If pizza.Prices doesn't contain a mapping for the ItemSize you're searching for then that implies that the specific product isn't available in that size.

An enum represents one of several discrete values, or "nominal" data (i.e. labels referencing specific sizes). Enum values do have underlying numerical values that increment in the order they're specified (i.e. Small = 0, Medium = 1, Large = 2, in this example) but as a developer you can choose what these labels actually represent.

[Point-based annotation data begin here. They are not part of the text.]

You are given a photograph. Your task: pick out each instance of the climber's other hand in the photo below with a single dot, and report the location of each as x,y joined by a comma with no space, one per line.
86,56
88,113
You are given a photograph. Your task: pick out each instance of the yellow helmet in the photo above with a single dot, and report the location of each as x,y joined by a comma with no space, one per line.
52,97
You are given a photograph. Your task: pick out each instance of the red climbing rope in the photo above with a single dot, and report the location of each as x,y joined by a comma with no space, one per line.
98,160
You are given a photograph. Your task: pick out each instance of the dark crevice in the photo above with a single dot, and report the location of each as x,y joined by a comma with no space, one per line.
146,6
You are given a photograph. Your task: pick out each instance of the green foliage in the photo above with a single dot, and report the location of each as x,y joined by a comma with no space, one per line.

Pizzas are usually measured in inches, drinks are usually measured in fluid ounces and salads would probably be measured in something a bit more woolly, like the labels used for the ItemSize enum. For simplicity I used the latter option for each item.

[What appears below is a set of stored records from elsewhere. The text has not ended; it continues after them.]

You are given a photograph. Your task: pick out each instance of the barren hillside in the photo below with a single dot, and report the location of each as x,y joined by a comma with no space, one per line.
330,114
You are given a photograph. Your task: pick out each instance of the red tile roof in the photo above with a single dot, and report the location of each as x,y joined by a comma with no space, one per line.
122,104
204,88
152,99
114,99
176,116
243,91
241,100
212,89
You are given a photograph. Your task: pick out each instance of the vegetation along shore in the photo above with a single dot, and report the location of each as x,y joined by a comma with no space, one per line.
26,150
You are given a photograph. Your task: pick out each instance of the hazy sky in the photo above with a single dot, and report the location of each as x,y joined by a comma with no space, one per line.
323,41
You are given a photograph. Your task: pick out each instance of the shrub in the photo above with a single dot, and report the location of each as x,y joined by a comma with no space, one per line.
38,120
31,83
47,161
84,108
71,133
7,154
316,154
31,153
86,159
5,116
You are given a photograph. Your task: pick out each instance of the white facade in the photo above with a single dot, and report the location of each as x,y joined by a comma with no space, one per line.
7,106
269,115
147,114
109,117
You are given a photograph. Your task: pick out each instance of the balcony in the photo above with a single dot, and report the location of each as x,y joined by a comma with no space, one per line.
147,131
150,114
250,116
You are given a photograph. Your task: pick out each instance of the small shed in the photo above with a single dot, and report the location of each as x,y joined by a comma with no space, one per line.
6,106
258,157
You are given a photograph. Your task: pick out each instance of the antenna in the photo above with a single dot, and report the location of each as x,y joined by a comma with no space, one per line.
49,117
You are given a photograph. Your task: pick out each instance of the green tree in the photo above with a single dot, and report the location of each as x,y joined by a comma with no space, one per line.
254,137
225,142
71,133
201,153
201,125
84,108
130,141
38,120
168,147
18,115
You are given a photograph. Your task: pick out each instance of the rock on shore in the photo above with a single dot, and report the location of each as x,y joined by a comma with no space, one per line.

In a real world application you'd likely not use an enum & instead store the sizes in the database with the items themselves, so the database can be the single source of truth in your system. You could even have different size scales if you store them in your database (i.e. '10 in.', '12 in.', '14 in.' for pizza, '7 oz', '12 oz', '32 oz' for drinks, 'small', 'medium', 'large' for salads).

1 Vote 1 ·

Excellent. Thanks for helping me out. Happy Holidays !!!

0 Votes 0 ·

One more question I noticed that you left off the access modifiers for the interface IMenuItem and the IReadOnyDictionary. Do you mind explaining to me why you did that? Thanks !!!